Presidente Lula e o senador Flávio Bolsonaro • Reprodução; Agência Estado
A ministra Estela Aranha, do TSE (Tribunal Superior Eleitoral), concedeu neste domingo (30) uma liminar ao senador Flávio Bolsonaro (PL) e determinou a suspensão imediata de uma propaganda da campanha do presidente Luiz Inácio Lula da Silva (PT) que apresenta um “currículo” do candidato do PL ao Palácio do Planalto.
A peça também foi exibida no primeiro programa eleitoral de Lula na televisão, neste sábado (29).
Intitulada “Conheça o currículo de Flávio Bolsonaro”, a propaganda apresenta uma sequência de acusações contra o senador na forma de um suposto currículo.
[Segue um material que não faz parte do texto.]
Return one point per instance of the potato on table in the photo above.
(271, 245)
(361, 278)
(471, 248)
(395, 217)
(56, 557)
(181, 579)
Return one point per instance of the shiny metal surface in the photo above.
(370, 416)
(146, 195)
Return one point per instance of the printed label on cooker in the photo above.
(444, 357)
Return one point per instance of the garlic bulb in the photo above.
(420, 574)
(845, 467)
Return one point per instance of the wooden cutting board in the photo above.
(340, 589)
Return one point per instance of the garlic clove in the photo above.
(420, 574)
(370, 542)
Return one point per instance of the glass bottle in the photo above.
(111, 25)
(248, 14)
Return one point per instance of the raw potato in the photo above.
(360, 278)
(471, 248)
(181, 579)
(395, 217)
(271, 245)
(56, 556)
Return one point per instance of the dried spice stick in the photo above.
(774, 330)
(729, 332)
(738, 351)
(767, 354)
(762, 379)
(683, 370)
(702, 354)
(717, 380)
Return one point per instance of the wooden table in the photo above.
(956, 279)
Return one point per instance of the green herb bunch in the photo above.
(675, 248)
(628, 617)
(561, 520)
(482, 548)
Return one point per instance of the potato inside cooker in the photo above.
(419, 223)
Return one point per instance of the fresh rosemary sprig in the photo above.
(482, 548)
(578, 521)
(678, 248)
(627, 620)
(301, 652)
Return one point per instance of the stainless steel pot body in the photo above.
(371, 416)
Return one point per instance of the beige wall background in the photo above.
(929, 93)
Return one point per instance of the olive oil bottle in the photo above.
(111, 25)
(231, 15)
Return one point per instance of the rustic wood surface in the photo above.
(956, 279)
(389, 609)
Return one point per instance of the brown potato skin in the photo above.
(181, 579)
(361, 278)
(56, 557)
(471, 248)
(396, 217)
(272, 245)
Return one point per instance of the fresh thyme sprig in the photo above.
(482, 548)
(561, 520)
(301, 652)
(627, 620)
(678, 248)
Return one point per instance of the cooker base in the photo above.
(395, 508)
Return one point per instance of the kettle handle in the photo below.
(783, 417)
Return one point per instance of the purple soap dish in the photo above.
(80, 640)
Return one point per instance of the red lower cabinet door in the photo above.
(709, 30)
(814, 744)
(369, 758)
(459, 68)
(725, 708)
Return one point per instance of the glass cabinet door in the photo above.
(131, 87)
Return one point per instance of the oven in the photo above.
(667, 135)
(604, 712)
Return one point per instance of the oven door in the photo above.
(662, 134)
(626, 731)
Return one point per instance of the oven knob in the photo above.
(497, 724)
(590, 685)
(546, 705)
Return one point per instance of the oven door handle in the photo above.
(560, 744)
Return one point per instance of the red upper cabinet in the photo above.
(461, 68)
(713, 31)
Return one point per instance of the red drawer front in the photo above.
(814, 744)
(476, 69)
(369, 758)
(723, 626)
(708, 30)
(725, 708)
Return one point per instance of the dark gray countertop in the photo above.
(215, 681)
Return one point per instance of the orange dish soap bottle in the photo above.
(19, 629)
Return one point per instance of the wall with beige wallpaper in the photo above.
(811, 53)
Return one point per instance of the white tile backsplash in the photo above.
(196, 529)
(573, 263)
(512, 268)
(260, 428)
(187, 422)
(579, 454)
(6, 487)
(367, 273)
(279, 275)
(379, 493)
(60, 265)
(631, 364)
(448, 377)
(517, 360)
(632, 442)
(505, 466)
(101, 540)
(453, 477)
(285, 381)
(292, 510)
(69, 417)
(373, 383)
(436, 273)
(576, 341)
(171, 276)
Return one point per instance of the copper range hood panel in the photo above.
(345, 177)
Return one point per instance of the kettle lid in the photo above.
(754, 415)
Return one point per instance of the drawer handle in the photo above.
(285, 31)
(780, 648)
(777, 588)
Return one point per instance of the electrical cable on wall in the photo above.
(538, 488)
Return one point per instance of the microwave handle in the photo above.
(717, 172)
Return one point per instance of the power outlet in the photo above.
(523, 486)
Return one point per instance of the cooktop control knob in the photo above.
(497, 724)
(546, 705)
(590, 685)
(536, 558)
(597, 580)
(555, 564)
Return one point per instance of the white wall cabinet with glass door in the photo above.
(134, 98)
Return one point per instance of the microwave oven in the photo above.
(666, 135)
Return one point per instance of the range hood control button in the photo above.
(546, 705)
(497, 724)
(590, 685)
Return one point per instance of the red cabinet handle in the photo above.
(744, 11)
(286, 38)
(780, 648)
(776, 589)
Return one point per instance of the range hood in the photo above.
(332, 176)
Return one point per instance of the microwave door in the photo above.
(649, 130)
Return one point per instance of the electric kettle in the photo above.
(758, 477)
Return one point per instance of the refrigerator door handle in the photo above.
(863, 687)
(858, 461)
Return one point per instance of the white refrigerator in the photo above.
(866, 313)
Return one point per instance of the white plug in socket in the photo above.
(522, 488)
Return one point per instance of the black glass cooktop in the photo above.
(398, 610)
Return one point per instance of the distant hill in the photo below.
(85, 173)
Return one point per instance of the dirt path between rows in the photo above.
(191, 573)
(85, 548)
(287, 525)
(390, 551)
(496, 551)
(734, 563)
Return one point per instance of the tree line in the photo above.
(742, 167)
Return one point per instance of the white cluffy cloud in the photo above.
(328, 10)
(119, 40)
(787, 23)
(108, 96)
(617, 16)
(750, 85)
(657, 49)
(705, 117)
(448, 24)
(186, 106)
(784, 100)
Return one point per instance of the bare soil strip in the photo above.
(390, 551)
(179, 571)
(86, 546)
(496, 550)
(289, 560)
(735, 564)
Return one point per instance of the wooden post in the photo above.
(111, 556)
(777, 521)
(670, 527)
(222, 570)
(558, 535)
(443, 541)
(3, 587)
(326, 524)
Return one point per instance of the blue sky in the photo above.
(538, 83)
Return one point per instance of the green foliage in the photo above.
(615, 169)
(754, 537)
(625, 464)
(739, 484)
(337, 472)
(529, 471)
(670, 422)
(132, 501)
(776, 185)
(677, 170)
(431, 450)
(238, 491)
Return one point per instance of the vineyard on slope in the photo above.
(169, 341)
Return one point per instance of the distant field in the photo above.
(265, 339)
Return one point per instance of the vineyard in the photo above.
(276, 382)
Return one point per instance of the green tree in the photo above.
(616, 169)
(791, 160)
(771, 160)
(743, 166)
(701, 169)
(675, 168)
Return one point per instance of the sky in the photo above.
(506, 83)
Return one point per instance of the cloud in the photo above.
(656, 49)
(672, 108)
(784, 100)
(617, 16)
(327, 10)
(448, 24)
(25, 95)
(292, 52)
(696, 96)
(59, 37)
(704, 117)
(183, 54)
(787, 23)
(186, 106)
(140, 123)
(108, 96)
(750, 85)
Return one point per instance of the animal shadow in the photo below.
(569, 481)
Afirma que ele foi “funcionário fantasma”, “denunciado por lavagem de dinheiro e organização criminosa no escândalo da rachadinha”, homenageou “o líder do maior grupo de matadores de aluguel do Rio de Janeiro” e foi “flagrado pela Polícia Federal pedindo 134 milhões no escândalo do Banco Master”.
Na decisão, Aranha afirma que a propaganda “extrapola os limites da crítica política admissível” e constrói uma narrativa de envolvimento de Flávio com organizações criminosas “sem indicação de qualquer dado concreto, investigação formal ou imputação jurídica que ampare as alegações”.
A ministra destaca como um dos pontos da decisão a referência ao caso das rachadinhas. Segundo Aranha, a propaganda parte de um fato verdadeiro ao mencionar que Flávio foi denunciado, mas omite que a denúncia foi arquivada e que não houve condenação.
Para a relatora, a peça transmite ao eleitor uma situação que “não corresponde com a realidade” ao apresentar Flávio como atualmente denunciado por lavagem de dinheiro e organização criminosa. Aranha classificou o caso como uma “grave descontextualização”.
A decisão também chama atenção para a forma como as acusações são apresentadas. Segundo a ministra, o uso de um suposto currículo, com aparência documental, tem potencial para “induzir o eleitor em erro” sobre a existência e o significado dos fatos apresentados.
Com a liminar, Lula e sua coligação ficam proibidos de fazer nova divulgação da propaganda até o julgamento do mérito. O TSE também determinou a comunicação imediata ao pool de emissoras de televisão para o cumprimento da decisão.
A ação foi apresentada por Flávio, que também pede direito de resposta. Aranha determinou que o senador apresente, em 24 horas, o texto que pretende veicular. Depois, Lula e a coligação serão citados para apresentar defesa, e o caso seguirá para parecer da Procuradoria-Geral Eleitoral.